L’organisation des banques commerciales

On distingue souvent :
– les correspondants (correspondant banks) qui sont des banques possédant un compte dans chacune d’elles. Elles sont très utilisées pour les opérations de change ;
– les bureaux de représentation (representative offices) qui assistent les clients dans une région ou dans un État et qui sont ouverts par la maison-mère ;
– les agences bancaires à l’étranger (foreign branchbanks) qui agissent comme une banque locale mais sont soumises aux lois du pays de la maison-mère, c’est-à-dire ici le Federal Reserve Act et la Federal Reserve Regulation K. En revanche, elles ne sont pas soumises aux obligations américaines de constitution de provisions auprès de la Federal Deposit Insurance Corporation (FDIC). Les banques étrangères sont soumises à l’International Banking Act of 1978. Elles doivent respecter la réglementation du Fed et constituer des réserves ainsi que respecter le Fed Reserve Requirements on Deposits ;
– les filiales de banques étrangères. On distingue les subsidiary banks, qui sont des banques locales détenues minoritairement par une banque étrangère, et les affiliate banks dont le capital est détenu majoritairement par la banque étrangère. Dans tous les cas, elles sont soumises à la législation américaine. Les filiales de banques étrangères se trouvent surtout en Californie, en Floride, en Géorgie, en Illinois (Chicago) à New York et au Texas ;
– les Edge banks du nom du sénateur Edge qui fit voter la loi correspondante : ce sont des filiales de banques agréées (federally chartered subsidiaries of US banks) implantées aux États-Unis et autorisées à assurer la totalité des activités internationales assurées par une banque. Ces banques doivent se trouver dans un État différent de celui de la maison-mère de façon à échapper à l’Interstate Branch Banking Regulation. Elles sont autorisées à acquérir une partie du capital des entreprises. Dans la pratique, c’est par leur intermédiaire que les banques commerciales peuvent acquérir des participations dans celles-ci ;
– les centres bancaires off-shore (off-shore banking centers) : ce sont des États où le système bancaire est tel que l’activité des banques étrangères dépasse largement les besoins normaux de l’État. C’est le cas de l’État du Delaware ;
– l’International Banking Facility IBF de 1981 : une IBF est un ensemble de comptes d’actifs et de passifs qui ne figurent pas dans les livres de la banque mère (set of assets and liabilities accounts that are segregated on the parent’s books). Une IBF agit comme une banque étran-gère, elle n’est pas soumise à la législation sur les réserves ou aux obligations de l’Organisation fédérale de garantie des dépôts (Federal Deposit Insurance Corporation FDIC) (voir III). Elle reçoit des dépôts des seuls citoyens non américains et ne peut octroyer des prêts qu’à des étrangers.

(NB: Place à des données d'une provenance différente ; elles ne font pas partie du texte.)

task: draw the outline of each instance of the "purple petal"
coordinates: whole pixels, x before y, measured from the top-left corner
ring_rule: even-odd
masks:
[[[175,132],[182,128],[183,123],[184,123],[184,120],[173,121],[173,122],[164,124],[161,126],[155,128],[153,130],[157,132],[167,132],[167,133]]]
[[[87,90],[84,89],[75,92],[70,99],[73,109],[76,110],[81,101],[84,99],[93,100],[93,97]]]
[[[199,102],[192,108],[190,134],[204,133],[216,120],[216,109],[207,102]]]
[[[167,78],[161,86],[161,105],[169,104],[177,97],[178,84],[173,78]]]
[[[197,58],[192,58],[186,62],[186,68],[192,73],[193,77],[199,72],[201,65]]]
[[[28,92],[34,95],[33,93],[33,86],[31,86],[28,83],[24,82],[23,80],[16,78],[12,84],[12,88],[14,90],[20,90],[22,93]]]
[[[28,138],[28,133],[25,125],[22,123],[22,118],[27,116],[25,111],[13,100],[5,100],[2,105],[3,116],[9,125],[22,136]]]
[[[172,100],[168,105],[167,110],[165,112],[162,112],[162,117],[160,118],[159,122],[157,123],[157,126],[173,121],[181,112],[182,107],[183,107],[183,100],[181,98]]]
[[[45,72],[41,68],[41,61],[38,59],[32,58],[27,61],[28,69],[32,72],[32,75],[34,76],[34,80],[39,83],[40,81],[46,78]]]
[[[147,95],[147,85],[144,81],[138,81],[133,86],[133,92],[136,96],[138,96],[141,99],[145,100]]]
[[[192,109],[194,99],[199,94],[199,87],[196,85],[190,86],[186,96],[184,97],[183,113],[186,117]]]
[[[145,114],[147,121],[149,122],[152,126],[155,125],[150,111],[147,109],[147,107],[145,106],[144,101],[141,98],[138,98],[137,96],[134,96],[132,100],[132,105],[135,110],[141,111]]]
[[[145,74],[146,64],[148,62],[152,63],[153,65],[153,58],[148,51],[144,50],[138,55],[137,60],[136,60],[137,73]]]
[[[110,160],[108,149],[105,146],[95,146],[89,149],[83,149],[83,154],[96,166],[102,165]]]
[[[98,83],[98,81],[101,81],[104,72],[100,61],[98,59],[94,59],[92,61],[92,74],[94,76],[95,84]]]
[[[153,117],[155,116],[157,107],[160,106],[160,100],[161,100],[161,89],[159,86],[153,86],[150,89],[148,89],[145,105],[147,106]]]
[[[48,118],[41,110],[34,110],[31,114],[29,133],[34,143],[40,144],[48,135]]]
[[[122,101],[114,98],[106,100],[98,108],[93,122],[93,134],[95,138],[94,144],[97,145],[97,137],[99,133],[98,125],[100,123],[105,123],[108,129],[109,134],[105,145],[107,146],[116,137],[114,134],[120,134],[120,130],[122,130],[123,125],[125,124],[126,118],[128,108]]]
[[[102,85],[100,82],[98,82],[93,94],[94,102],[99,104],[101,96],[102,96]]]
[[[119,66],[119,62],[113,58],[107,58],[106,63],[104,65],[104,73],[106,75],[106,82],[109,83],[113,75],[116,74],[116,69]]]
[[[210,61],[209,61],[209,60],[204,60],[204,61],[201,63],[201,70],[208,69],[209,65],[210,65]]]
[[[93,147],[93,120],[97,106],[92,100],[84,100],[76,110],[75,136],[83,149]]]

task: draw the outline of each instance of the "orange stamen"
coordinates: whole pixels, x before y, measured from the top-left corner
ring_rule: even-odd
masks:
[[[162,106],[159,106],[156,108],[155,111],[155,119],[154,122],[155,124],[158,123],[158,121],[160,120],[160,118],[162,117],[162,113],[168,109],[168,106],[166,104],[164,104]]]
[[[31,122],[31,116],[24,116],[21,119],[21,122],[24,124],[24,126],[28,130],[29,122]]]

Les organismes assurant la règlementation

On dénombrait en 2010 quatre organismes chargés de la réglementation, nombre jugé souvent excessif mais que la loi de juillet 2010 a laissé inchangé.
■ L’Organisation fédérale de garantie des dépôts (Federal Deposit Insurance Corporation FDIC) L’Organisation fédérale de garantie des dépôts a été créée en 1933 après la vague de faillite des banques au début des années 1930. C’est une agence indépendante du gouvernement fédéral dont le siège se trouve à Washington DC. Elle est dirigée par un conseil d’administration de cinq membres nommés par le président des États-Unis et confirmés par le Sénat. L’organisation assure les dépôts des particuliers (deposits), à concurrence de 250 000 dollars, auprès des banques commerciales et des institutions d’épargne, ce qui représente un ensemble de 5 250 institutions environ. Depuis 2008, elle garantit jusqu’à 1 400 milliards de dollars de dettes des institutions financières du pays, ce qui élargit sa gamme d’activités. En revanche, elle n’assure pas les fonds de placement décrits dans le chapitre suivant.
Ses ressources sont les primes reçues et des revenus provenant des investissements en valeurs du Trésor. Par ailleurs, la FDIC gère un fonds d’assurance des dépôts (Deposit Insurance Fund). Elle effectue des contrôles et est habilitée à agir en tant que liquidateur en cas de faillite d’une banque.
La FDIC contrôle la Resolution trust Corporation(RTC), une agence chargée de la liquidation des savings and loans associations défaillantes, et la Savings Association Insurance Fund (SAIF) qui assure les sociétés d’épargne dont nous reparlerons par la suite.
■ L’Office du contrôleur de la monnaie (Office of the Comptroller of Currency -OCC)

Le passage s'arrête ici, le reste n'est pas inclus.